This topic describes how to improve the performance of a Flink SQL job by optimizing job configurations and Flink SQL logic.

Job configuration optimization

  • Optimize resource configurations
    Ververica Platform (VVP) imposes limits on the number of CPU cores that can be used in the JobManager and the number of CPU cores that can be used in each TaskManager. The maximum number of CPU cores that can be used equals the number of CPU cores you configured. When you optimize resource configurations, we recommend that you perform the following operations:
    • If a large number of jobs are running in parallel, you can increase the number of CPU cores and memory size used by the JobManager in Resources on the Advanced tab. Example:
      • Set Job Manager CPUs to 4.
      • Set Job Manager Memory to 8 GiB.
    • If the job topologies are complex, you can increase the number of CPU cores and memory size used by a TaskManager in Resources on the Advanced tab. Example:
      • Set Task Manager CPUs to 2.
      • Set Task Manager Memory to 4 GiB.
    • We recommend that you retain the default value of taskmanager.numberOfTaskSlots. The default value is 1.
  • Improve throughput and resolve data hotspot issues
    Add the following code to the Additional Configuration section on the Advanced tab. For more information, see Optimize group aggregate.
    execution.checkpointing.interval: 180s
    state.backend: com.alibaba.flink.statebackend.GeminiStateBackendFactory
    table.exec.state.ttl: 129600000
    table.exec.mini-batch.enabled: true
    table.exec.mini-batch.allow-latency: 5s
    table.optimizer.distinct-agg.split.enabled: true
    env.java.opts.taskmanager: -Xms4096m -XX:+UseParNewGC -XX:+UseCMSInitiatingOccupancyOnly -XX:CMSInitiatingOccupancyFraction=70 -verbose:gc -XX:+HeapDumpOnOutOfMemoryError -XX:+UseConcMarkSweepGC -XX:+UseCMSCompactAtFullCollection -XX:CMSMaxAbortablePrecleanTime=1000 -XX:+CMSClassUnloadingEnabled -XX:+PrintGCDetails -XX:+PrintGCDateStamps -XX:SurvivorRatio=5 -XX:ParallelGCThreads=4
    The following table describes the parameters.
    Parameter Description
    execution.checkpointing.interval The checkpoint interval, in milliseconds.
    state.backend The configuration of the state backend.
    table.exec.state.ttl The lifecycle of state data, in milliseconds.
    table.exec.mini-batch.enabled Specifies whether to enable miniBatch.
    table.exec.mini-batch.allow-latency The interval at which data is exported at a time.
    table.optimizer.distinct-agg.split.enabled Specifies whether to enable PartialFinal optimization to resolve data hotspot issues when you use the COUNT DISTINCT function.
    env.java.opts.taskmanager The Java options to be started.
    Note If a Log Service source table is used, you cannot configure this parameter because the setting of this parameter may cause performance bottlenecks.

Optimize group aggregate

  • Enable miniBatch to improve throughput

    If miniBatch is enabled, Realtime Compute for Apache Flink processes data when the data cache meets the trigger condition. This reduces the number of times that Realtime Compute for Apache Flink accesses the state data. This improves data throughput and reduces data output.

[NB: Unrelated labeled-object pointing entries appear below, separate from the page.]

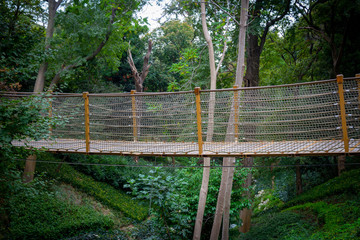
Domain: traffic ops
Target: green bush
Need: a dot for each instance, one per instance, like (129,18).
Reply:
(335,221)
(348,182)
(283,225)
(35,212)
(102,192)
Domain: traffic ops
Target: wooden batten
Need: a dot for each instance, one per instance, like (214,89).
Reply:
(340,81)
(87,121)
(198,119)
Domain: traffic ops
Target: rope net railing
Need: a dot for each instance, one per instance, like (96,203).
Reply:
(312,118)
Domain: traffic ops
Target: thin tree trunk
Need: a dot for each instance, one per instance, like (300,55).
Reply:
(341,164)
(40,79)
(245,214)
(220,201)
(240,67)
(298,178)
(210,130)
(239,82)
(227,202)
(29,170)
(139,79)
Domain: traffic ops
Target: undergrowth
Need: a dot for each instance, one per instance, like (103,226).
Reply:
(328,211)
(106,194)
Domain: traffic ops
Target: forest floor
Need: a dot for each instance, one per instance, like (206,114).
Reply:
(328,211)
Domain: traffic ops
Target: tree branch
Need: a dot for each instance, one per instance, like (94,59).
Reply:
(272,22)
(77,64)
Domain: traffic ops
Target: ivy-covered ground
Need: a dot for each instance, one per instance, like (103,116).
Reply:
(328,211)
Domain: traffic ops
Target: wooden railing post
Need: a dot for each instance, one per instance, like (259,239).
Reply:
(236,113)
(357,76)
(50,113)
(87,121)
(198,119)
(133,107)
(340,80)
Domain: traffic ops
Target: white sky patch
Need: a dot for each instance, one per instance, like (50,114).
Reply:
(153,12)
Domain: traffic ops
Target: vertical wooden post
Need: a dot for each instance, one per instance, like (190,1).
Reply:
(87,121)
(236,113)
(357,76)
(198,119)
(50,112)
(133,104)
(340,81)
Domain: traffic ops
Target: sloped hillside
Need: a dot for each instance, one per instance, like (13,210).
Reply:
(328,211)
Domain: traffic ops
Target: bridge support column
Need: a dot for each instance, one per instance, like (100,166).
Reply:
(133,108)
(236,113)
(340,81)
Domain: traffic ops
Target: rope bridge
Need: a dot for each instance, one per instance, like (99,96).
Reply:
(316,118)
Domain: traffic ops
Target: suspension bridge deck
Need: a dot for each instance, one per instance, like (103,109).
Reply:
(316,118)
(242,149)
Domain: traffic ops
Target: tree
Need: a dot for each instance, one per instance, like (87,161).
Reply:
(331,21)
(210,126)
(20,36)
(73,44)
(40,79)
(139,78)
(263,16)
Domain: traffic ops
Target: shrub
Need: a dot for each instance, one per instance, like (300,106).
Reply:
(102,192)
(348,182)
(283,225)
(36,213)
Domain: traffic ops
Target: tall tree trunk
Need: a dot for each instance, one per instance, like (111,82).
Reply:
(40,79)
(30,164)
(240,67)
(139,79)
(252,61)
(210,130)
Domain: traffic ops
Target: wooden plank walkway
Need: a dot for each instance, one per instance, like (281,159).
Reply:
(210,149)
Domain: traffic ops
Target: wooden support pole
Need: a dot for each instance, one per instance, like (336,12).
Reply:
(340,80)
(133,104)
(236,113)
(198,119)
(87,121)
(357,76)
(50,113)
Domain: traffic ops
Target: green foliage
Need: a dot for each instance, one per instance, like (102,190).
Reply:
(20,38)
(175,197)
(25,118)
(265,200)
(335,221)
(37,213)
(102,192)
(283,225)
(115,176)
(329,211)
(101,234)
(348,182)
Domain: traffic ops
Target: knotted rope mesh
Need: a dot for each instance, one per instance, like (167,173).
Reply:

    The miniBatch feature triggers micro-batch processing based on event messages. The event messages are inserted at the source at a specified interval.

    • Scenarios

      Micro-batch processing achieves higher throughput at the expense of higher latency. Therefore, micro-batch processing does not apply to scenarios that require extremely low latency. However, in data aggregation scenarios, we recommend that you enable micro-batch processing to improve system performance.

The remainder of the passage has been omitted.